Wo das Smartphone seine Vorteile hat

Die Vorteile des Geräts liegen auf der Hand: «Das Mobiltelefon hat man immer dabei, mit Apps können Funktionen erweitert werden. Und mit Schnittprogrammen kann der Nutzer unterwegs die Aufnahme bearbeiten», sagt Video-Expertin Judith Steiner. Das sei zwar auf dem kleinen Bildschirm umständlich, aber wenn es eile, reiche das allemal aus. Einen weiteren Vorteil sieht sie darin, dass man sein Video sofort im Internet veröffentlichen kann. Steiner gibt seit April Kurse, in denen die Teilnehmer lernen, wie mit dem Smartphone die besten Videos gelingen.

Nachteile bei Lichtempfindlichkeit

Die Bildauflösung der Smartphones ist inzwischen sehr gut, sie kann durchaus mit günstigen Camcordern mithalten, gute Lichtverhältnisse vorausgesetzt. Gerade bei Dämmerung kommt das Smartphone jedoch schnell an seine Grenzen. Weiter fehlt das Zoomobjektiv und auf Zoombewegungen während des Filmens sollte möglichst verzichtet werden, selbst wenn bei Nahaufnahmen mit Menschen das Smartphone fast an die Nase der gefilmten Person positioniert werden muss.

Ein guter Camcorder hat einen Kopfhörerausgang und eine Buchse für ein externes Mikrofon. Beim Smartphone gibt es nur die Kopfhörerbuchse, die man beim iPhone mit Adapter zur Mikrofonbuchse umfunktionieren kann. «Leider haben viele Handycams auch keine solche Buchse und weisen diesen Vorteil nicht auf», weiss Steiner.

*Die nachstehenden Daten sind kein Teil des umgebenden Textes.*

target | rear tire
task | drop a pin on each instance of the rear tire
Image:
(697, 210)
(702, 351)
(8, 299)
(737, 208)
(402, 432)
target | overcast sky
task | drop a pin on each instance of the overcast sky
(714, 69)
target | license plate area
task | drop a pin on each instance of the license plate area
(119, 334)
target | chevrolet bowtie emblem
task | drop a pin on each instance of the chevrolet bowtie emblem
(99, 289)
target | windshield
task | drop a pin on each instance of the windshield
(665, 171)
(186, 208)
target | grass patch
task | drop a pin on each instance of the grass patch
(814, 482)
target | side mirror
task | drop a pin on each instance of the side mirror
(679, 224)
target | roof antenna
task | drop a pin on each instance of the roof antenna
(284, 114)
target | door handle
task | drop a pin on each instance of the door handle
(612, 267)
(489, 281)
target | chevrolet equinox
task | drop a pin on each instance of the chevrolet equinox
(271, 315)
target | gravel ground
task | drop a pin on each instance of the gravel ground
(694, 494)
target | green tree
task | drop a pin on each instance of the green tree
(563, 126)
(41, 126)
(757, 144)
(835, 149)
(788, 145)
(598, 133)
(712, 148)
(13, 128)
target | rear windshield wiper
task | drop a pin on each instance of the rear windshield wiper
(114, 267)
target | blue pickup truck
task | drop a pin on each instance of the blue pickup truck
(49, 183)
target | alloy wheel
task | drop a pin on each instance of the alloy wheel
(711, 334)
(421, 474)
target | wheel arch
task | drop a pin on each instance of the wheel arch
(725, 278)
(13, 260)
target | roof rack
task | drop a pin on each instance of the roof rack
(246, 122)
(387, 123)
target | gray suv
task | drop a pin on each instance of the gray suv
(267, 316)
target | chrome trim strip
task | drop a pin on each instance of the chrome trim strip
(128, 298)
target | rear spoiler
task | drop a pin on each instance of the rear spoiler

«Ideal ist das Mobiltelefon für Videos, die man gleich auf sozialen Plattformen teilen will, oder sogar für das Live-Streaming, zum Beispiel über Ustream.» Nie sich nur auf ein Smartphone verlassen würde Steiner sich bei einem geplanten Video in der Abenddämmerung oder bei Veranstaltungen in dunklen Räumen.

Das iPhone 4S sei derzeit die beste Wahl fürs Filmen. «Es gibt zwar einige andere Smartphones mit Full-HD-Video-Auflösung und einer 8-Mega-Pixel-Kamera. Das iPhone 4S verfüge aber über eine grössere Blende, Bildstabilisierung, Gesichtserkennung und sogar einen Hybrid-Infrarot-Filter. Letzterer hilft beispielsweise beim Filmen in dunkler Umgebung, damit die Bilder trotzdem ihre natürliche Farbe behalten. Was ausserdem für das Apple-Handy spricht: «Es gibt mehr Videoapps und zusätzliche Hardware fürs Filmen.»

Darauf müssen Sie beim Smartphone-Filmen achten

Stativ benutzen: Judith Steiner empfiehlt, mit einem Stativ zu arbeiten. «Für das iPhone gibt es entsprechende Adapter. Weil Smartphones so leicht sind, verwackeln die Bilder noch mehr als bei anderen Kameras», sagt die Videoexpertin. Ein häufiger Fehler: Die Finger verdecken die Linse oder das Mikrofon.

Quer filmen: «Filmen Sie nie im Hochformat, gewöhnen Sie sich an, quer zu drehen. Video ist ein Längsformat, oder haben sie im Kino mal was anderes gesehen?» Hochformatige Videos können später nicht in Schnittprogrammen zusammengefügt werden.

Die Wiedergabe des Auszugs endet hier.